Mr Newman has an excellent track record having made some impressive market calls. For example, on 9 July 1982 he wrote to his clients telling them, “I still believe the birth of a new Bull market is imminent.  The most likely scenario, in my estimation, is that the new Bull market will begin before the end of July” and he wasn’t far off. On 13 August 1982 the longest running bull market in history began.

Those looking for further evidence of economic duress could point to the fact that median real house incomes in the US are now back at 1988 levels.

One bright spot is the Thomson Reuters/University of Michigan consumer sentiment index which rose to 84.9 in November, the highest level since July 2007. However Morgan Stanley continues to report a negative trend for business confidence. The investment bank’s proprietary Business Conditions Index dropped 6 points to 35% in November, which follows a 14 point drop last month.

Rising uncertainty over the future of US fiscal policy is undoubtedly having a negative impact on business activity as businesses focus their attention on the looming fiscal cliff, whereas consumer confidence is undoubtedly being buoyed by the rebound in US home prices.

Opportunities for investors

Despite all the negativity surrounding the outlook for the US economy and financial markets, there are still some decent opportunities for investors, and one sector that looks particularly attractive is energy.

In a recent interview renowned investor and billionaire Wilbur L. Ross, revealed that he is “very heavily invested in shale gas” and that he sees investment opportunities for those with a long-term outlook.

When asked about shale gas, Mr Ross, who is listed among the 400 richest American’s, said, “What excites us about shale gas it the sheer quantity of it in the US. It’s enough for decades and decades of supply for all of the US needs” and that it is “much less pollutive than coal, and cheaper”.

Mr Ross notes that natural gas, which used to account for around 25% of electrical power generation now accounts for around one third and he expects its growth to continue. “Between now and 2017 we (the US) could reduce our imports (of foreign oil) by 4.5 mbpd (million barrels per day)” he added.

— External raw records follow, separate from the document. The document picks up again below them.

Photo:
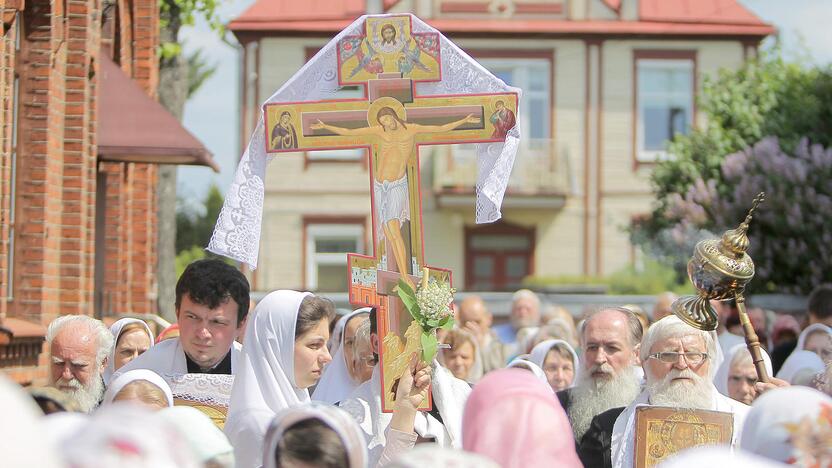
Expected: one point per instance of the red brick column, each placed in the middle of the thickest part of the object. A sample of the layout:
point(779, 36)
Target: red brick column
point(40, 171)
point(78, 237)
point(7, 61)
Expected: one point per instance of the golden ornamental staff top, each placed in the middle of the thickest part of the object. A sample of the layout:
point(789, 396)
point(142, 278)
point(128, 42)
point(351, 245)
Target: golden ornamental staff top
point(736, 240)
point(719, 270)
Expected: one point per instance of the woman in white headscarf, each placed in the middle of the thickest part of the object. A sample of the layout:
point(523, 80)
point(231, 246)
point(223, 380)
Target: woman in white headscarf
point(736, 376)
point(559, 362)
point(339, 381)
point(139, 386)
point(790, 425)
point(132, 337)
point(22, 441)
point(284, 355)
point(207, 441)
point(801, 367)
point(314, 435)
point(127, 436)
point(816, 338)
point(521, 363)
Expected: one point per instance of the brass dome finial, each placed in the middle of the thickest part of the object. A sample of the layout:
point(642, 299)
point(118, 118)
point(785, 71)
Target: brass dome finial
point(735, 241)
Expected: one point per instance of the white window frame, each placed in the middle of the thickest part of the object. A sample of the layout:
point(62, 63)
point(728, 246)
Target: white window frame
point(314, 259)
point(13, 158)
point(341, 155)
point(650, 156)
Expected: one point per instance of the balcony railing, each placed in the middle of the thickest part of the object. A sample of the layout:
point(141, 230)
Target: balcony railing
point(539, 169)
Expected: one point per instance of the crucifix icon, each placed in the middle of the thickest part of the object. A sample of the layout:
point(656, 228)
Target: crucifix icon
point(393, 123)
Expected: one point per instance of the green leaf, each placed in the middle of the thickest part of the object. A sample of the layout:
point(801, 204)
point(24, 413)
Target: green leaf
point(170, 50)
point(429, 345)
point(408, 297)
point(447, 323)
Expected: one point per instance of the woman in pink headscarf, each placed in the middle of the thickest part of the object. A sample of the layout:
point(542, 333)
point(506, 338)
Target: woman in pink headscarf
point(512, 418)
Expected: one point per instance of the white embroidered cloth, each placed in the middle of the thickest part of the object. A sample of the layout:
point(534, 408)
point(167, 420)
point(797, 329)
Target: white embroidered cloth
point(206, 389)
point(237, 232)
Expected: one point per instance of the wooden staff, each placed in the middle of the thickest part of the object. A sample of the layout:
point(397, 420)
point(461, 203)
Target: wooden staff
point(752, 341)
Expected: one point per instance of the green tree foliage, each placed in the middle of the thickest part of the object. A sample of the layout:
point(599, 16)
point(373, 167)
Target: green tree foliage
point(768, 96)
point(194, 228)
point(173, 14)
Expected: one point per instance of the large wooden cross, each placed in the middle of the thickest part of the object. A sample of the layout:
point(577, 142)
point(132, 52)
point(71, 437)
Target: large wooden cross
point(392, 122)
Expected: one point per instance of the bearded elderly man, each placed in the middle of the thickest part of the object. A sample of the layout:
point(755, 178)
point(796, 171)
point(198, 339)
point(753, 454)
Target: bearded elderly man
point(679, 363)
point(78, 348)
point(608, 378)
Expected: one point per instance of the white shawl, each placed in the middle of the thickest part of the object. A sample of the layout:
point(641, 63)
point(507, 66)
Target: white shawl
point(449, 395)
point(724, 371)
point(265, 382)
point(126, 378)
point(336, 383)
point(116, 329)
point(622, 448)
point(237, 232)
point(532, 367)
point(168, 359)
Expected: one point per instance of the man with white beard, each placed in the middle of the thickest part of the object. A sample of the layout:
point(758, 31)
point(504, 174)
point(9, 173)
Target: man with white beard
point(679, 363)
point(78, 347)
point(609, 338)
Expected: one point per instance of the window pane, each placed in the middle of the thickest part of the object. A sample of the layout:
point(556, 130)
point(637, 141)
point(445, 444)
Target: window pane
point(517, 267)
point(499, 242)
point(332, 278)
point(335, 245)
point(538, 122)
point(666, 97)
point(538, 80)
point(483, 267)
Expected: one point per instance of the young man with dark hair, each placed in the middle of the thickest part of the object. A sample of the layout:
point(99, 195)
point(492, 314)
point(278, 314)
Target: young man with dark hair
point(212, 300)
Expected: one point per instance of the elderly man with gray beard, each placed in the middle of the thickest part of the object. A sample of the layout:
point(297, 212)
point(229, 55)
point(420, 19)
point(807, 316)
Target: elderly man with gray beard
point(679, 363)
point(608, 378)
point(78, 348)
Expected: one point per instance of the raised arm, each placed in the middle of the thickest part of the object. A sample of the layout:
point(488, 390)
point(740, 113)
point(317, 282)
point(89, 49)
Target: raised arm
point(448, 126)
point(343, 131)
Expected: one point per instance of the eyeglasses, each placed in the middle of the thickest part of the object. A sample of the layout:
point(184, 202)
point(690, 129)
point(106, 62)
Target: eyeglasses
point(672, 357)
point(750, 381)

He also points out that the Seaway pipeline, which historically has taken crude oil imported into the Gulf Coast up to the refineries in the mid-west, has now (on 17 May) reversed its flow of oil and is now beginning to carry oil back down to the refineries in the Gulf Coast, much of which comes from the Bakken field in North Dakota.

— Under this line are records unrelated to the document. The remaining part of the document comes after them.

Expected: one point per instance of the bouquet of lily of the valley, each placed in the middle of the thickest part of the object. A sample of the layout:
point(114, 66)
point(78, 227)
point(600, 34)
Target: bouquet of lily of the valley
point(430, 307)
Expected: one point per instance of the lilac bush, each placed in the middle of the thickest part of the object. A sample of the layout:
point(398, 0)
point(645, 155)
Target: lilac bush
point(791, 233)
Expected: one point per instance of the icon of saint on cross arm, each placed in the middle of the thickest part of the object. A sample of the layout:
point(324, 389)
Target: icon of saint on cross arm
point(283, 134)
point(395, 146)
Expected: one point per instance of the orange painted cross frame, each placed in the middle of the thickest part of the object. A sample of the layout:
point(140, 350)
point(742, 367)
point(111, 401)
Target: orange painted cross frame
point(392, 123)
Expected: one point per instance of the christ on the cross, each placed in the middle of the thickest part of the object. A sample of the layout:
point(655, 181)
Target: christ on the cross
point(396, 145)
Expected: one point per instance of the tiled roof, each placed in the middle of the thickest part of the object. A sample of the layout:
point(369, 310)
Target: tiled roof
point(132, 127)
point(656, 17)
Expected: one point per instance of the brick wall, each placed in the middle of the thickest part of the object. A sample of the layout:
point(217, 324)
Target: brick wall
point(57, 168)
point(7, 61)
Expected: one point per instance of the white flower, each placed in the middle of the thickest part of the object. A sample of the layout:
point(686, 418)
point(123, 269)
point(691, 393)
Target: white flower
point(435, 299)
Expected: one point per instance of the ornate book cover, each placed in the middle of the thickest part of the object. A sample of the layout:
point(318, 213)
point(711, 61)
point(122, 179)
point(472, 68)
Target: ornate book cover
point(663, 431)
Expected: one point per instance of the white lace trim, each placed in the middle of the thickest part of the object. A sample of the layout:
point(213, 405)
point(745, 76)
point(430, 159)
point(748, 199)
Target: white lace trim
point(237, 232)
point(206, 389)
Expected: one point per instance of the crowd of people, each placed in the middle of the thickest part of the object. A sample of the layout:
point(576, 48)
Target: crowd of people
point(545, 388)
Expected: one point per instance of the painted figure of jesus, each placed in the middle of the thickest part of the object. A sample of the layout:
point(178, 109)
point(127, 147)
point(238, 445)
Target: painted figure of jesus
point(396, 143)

Mr Ross is invested in EXCO Resources Inc. (NYSE: XCO), a company engaged in the exploration, development and production of natural gas and oil properties in the United States. Based in Texas and incorporated in October 1955, EXCO Resources has operations in East Texas, North Louisiana, Appalachia and the Permian.

Another company that is benefitting from the boom in North American natural gas production is Golar LNG (NASDAQ: GLNG). Golar is a shipping company based in London that is dedicated to the transportation and storage of liquefied natural gas (LNG), a compressed form of natural gas that is easy to store and transport.

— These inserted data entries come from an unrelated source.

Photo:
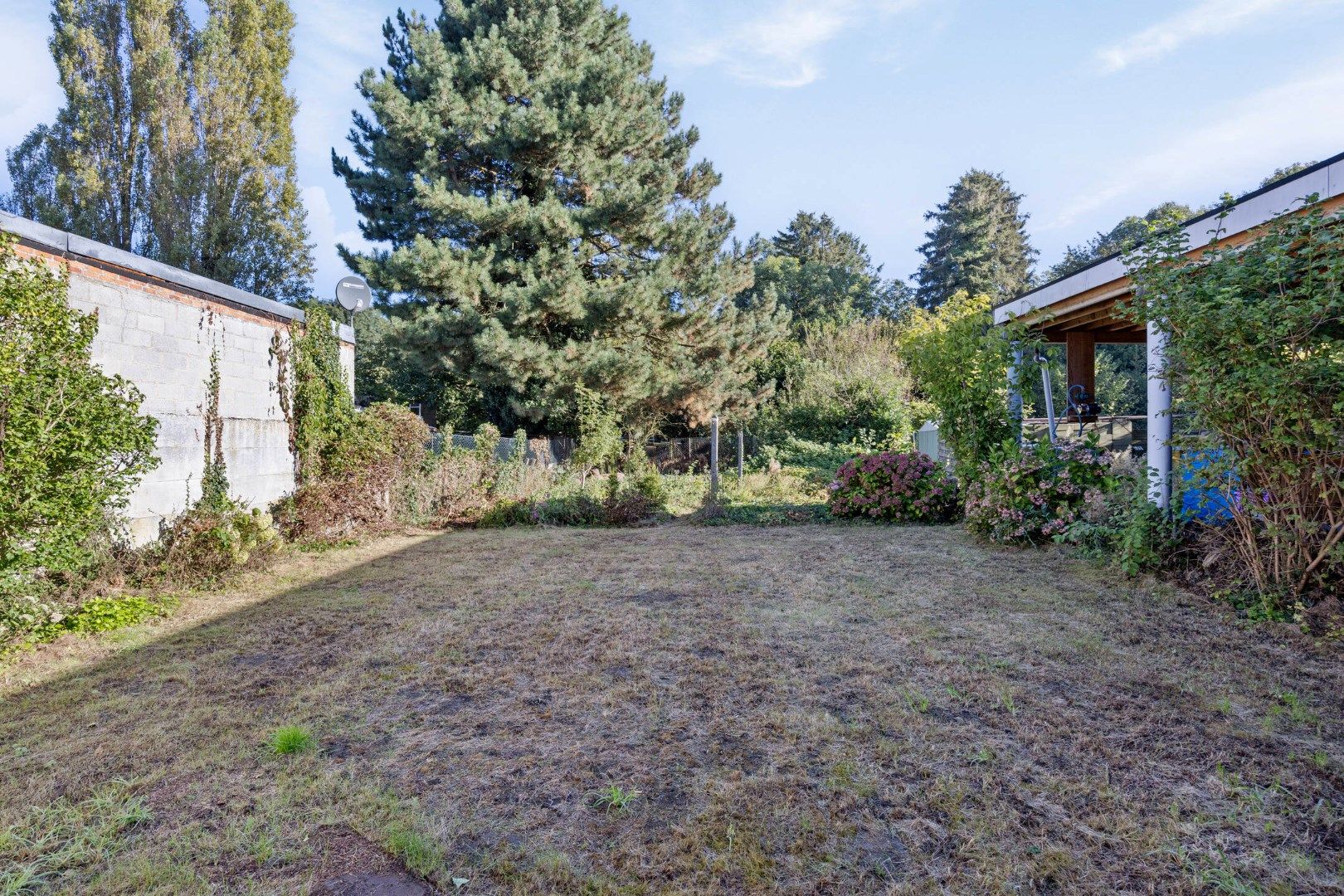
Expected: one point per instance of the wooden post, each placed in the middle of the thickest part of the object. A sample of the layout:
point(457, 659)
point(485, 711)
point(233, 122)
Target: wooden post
point(714, 457)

The company is one of the world’s largest independent owners and operators of LNG carriers and operates a fleet of 13 ships. It has also developed the world’s first Floating Storage and Regasification Unit (FSRU) which is based on the conversion of existing LNG carriers. Golar also pays a 3.5% dividend.

Those looking for even greater income could consider looking at Royal Dutch Shell (LON: RDSA), an independent oil and gas company with a current dividend yield of 5.1%. The company has a price/ earnings ratio of just 6.4 and it also recently purchased 342,162 of its own shares indicating that management believe them to be undervalued.